CALCIOMERCATO BIANCAZZURRO

Tutto bloccato in casa Pescara in attesa del 30 gennaio. Data importante nella quale la Delfino Pescara 1936, a meno di clamorosi colpi di coda di altri gruppi certamente mal voluti dalla piazza, rileverà in via definitiva l'intero pacchetto azionario del club.
Trascorso tale termine la nuova proprietà avrà comunque due giorni per tuffarsi nel mercato e potenziare la squadra laddove sia possibile. Da questo punto di vista Giuseppe De Cecco si è già detto pronto ad operare nella finestra trasferimenti di gennaio. Dello stesso tenore le dichiarazioni degli altri componenti della Delfino Pescara 1936. Claudio Garzelli, ad ogni modo, è già al corrente di tutto.

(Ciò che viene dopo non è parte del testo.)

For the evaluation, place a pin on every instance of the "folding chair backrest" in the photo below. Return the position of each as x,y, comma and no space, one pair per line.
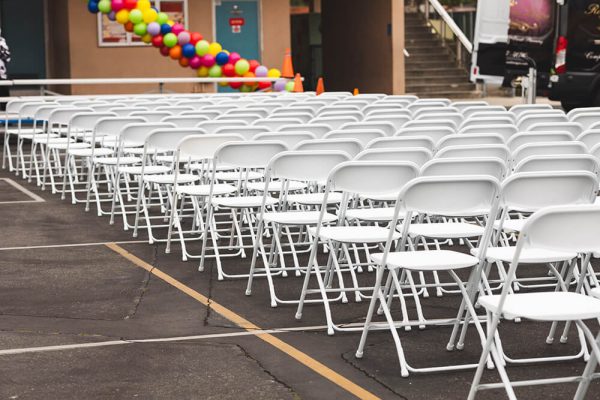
491,166
469,151
526,122
590,138
151,116
563,228
506,130
213,126
307,166
364,136
416,155
254,154
291,139
469,195
517,109
350,146
530,191
400,142
543,148
460,139
204,146
434,133
372,178
559,162
572,127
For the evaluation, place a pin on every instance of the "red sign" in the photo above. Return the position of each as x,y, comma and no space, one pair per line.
237,21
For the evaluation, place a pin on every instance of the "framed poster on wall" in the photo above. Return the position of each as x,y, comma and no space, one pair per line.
113,34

Al momento la priorità del Pescara, indubbiamente, è quella di sfoltire l'organico che attualmente conta ben 31 calciatori. Questo anche per il fine ultimo di alleggerire il monte stipendi in vista di qualche innesto i primi di febbraio.
Certamente verrà fatto partire un centrale di difesa visti i tanti “doppioni” presenti in rosa. Incedibile il capitano Pomante la scelta probabilmente ricadrà su uno tra Siniscalchi e Romito. Possibile anche l'addio di Giuliano o Camorani a meno che quest'ultimo non venga nuovamente considerato da Galderisi centrocampista o esterno offensivo.
Resterà almeno fino a giugno Zeytulaev, insostituibile nello scacchiere tattico di Galderisi.
Potrebbero restare infine sia Indiveri sia Prisco. Il primo, oltre ad essere un elemento di prima qualità per la categoria, è ben visto all'interno del gruppo. In favore di Prisco invece, classe 1986, gioca la giovane età e le ottime prestazioni fin qui avute in maglia biancazzurra.
Sul fronte arrivi certamente verrà ingaggiata una punta a dar manforte al solo Simon. Non da escludere anche l'arrivo di un centrocampista. Il tutto, naturalmente, in attesa del possibile recupero dai guai al ginocchio di Bazzani, pur sempre un lusso per la prima divisione.